— Мутти, я полагаю, нам надо уволить садовника. Он срезал с кустов все розы. Тамичка, ты ничего не хочешь сказать Мутти?
Тами остановилась, как вкопанная, заслышав слово «розы» Она умоляюще смотрела на отца.
— Забыла? Не разбила ли ты сегодня кое-что? — задал он наводящий вопрос.
— О да, Мутти. Я очень извиняюсь. Я разбила стеклянную мерную чашку, что мы купили в скобяном магазине. Я была, как всегда, недостаточно внимательна.
Она снова стала раскладывать картофельное суфле, подходя к гостям с левой стороны. Голос отца безжалостно преследовал ее.
— Разумеется, Тами заплатит за чашку. Я уже вычел пятьдесят центов из карманных денег, что я ей выдаю.
Я поднялась со стула.
— Я помогу разложить суфле, Тами!
— Катэр, СЯДЬ! У нас гости!
— Да, дорогая, — вступила мама певучим голосом. — Ты плохо ведешь себя. Ешь. Тами! — остановила она пытавшуюся укрыться в кухне девушку. — Захвати оттуда хлеба! Потом тоже посиди с нами.
Ночью я тихонько пробралась в кладовку посмотреть, как Мак-Дугал: я боялась, что забыла налить ему воды. Проходя мимо двери отца, я услышала, как он отчитывает Тами. Ну что же он не оставит бедную женщину в покое! Я лежала в кровати и ждала звука открывающейся и закрывающейся двери, что означало бы, что Тами благополучно вернулась к себе в комнату. Прислушиваясь, я думала о том, что у моего отца в характере есть жестокость, которая мне абсолютно не по душе! Следующий раз, когда он затеет свою подлую игру, я должна как-нибудь остановить его. Не знаю как, но что-то я сделаю.
Съемки шли своим чередом, а между тем Дитрих и фон Штернберг начали потихоньку отходить друг от друга. Судьба распорядилась так, что «Дьявол — это женщина» стал их последним фильмом, хотя только Джо чувствовал, как меняется стрелка его внутреннего компаса. Мама ничего такого не ощущала. Каждый день Джо отдавал себя в прощальных жестах, одаривал плодами своего таланта этот фантом на экране. Может быть, он и не сознавал, что прощается с ней таким образом. Возможно, его отчаянное желание уйти от нее порождало творческую волю. Я понимала только, что с каждым днем хоть понемногу, но Джо отдалялся от нас. Но его жаркие послания все еще летели к нам через разделявшую нас студийную улицу. Мама все так же бросала их для желающих прочитать среди фотографий и пепельниц.

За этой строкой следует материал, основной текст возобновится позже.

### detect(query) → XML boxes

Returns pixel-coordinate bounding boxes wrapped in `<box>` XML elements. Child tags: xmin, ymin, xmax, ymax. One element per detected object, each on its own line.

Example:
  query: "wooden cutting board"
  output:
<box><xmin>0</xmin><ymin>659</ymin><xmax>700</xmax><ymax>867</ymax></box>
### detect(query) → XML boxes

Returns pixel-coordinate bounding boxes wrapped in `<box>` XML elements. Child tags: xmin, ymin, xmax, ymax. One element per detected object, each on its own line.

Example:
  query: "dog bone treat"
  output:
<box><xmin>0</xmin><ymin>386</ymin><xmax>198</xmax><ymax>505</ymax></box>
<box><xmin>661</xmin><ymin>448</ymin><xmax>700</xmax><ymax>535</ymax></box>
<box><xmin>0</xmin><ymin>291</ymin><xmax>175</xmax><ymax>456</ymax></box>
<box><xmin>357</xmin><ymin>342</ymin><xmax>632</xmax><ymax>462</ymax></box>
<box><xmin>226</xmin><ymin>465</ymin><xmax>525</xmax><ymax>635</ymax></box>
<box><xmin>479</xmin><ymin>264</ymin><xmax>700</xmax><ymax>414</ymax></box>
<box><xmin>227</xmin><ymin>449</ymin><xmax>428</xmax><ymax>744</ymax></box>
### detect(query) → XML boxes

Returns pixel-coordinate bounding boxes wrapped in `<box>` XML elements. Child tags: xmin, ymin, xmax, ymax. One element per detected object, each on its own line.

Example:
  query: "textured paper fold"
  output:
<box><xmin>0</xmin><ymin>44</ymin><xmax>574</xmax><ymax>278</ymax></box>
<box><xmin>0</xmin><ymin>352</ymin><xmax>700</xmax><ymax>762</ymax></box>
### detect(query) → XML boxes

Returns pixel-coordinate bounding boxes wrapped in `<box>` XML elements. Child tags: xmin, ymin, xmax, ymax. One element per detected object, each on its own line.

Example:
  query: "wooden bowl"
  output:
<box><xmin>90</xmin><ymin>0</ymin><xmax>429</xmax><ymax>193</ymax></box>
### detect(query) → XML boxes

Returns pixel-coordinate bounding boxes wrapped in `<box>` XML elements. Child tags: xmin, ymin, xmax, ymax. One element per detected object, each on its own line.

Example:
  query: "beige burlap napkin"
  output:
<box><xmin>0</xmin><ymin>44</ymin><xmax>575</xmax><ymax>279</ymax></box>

В тоне его записок зазвучало даже какое-то отчуждение, как будто ему было все равно — таким опустошенным, видно, он себя чувствовал.
Я ставила штампы на фотографии; вошел Джо; при виде его лица я остановилась.
— Я сейчас сказал Любичу, что больше не буду делать фильмы с Дитрих. Он, естественно, обрадовался.
— Да? Опять бросаешь меня на растерзание волкам? — Моя мать стояла перед ним, неподвижная, как статуя, просто смотрела ему в глаза.
— Да, если ты так это понимаешь. Я устал, возлюбленная. Пожалуйста, не надо.
— Ты позволяешь себе такую роскошь — бросать меня, когда вздумается!
— Я назвал бы это не роскошью, а печальной необходимостью.
— Что я такого ужасного сделала? Все, что ты хотел, ты получал. Любой образ, все твои фантазии!
— Да, ты всегда была моей музой. Я не говорю, что это не так.
— Тогда почему же ты бежишь от меня?
— О, если ты сама не знаешь ответа на этот вопрос, мне нет смысла пытаться объяснять тебе.
— Джо, это строчка из женской роли.
— Да? Наверно, ты права. Интересно… возможно, мы поменялись ролями.
— Не остри и не изображай из себя существо высшего порядка! Ты заставил меня приехать в эту страну, а теперь бросаешь типам вроде Любича?
— Нет, ты заслуживаешь кассового успеха. А с ним он тебе обеспечен.
— Но я буду у него выглядеть, как в «Песне песней» — картошина да и только!
— Ты почти не уступаешь мне по мастерству. У тебя снова будет приятная возможность показать им, как надо работать. — И Джо повернулся, чтобы уйти.
— Ты покидаешь меня?
— Да, любовь моя. — И он вышел из гримерной.
Мама закурила сигарету.
— Вот так, посреди важного разговора повернуться и уйти! Почему он оставляет меня именно сейчас? — обратилась она ко мне, не ожидая ответа.
Она, действительно, не поняла заключительную реплику Джо? Или не захотела понять? Я чувствовала, что моя мать только что потеряла самого лучшего друга, какого когда-либо имела или, возможно, будет иметь, и даже не осознала этого.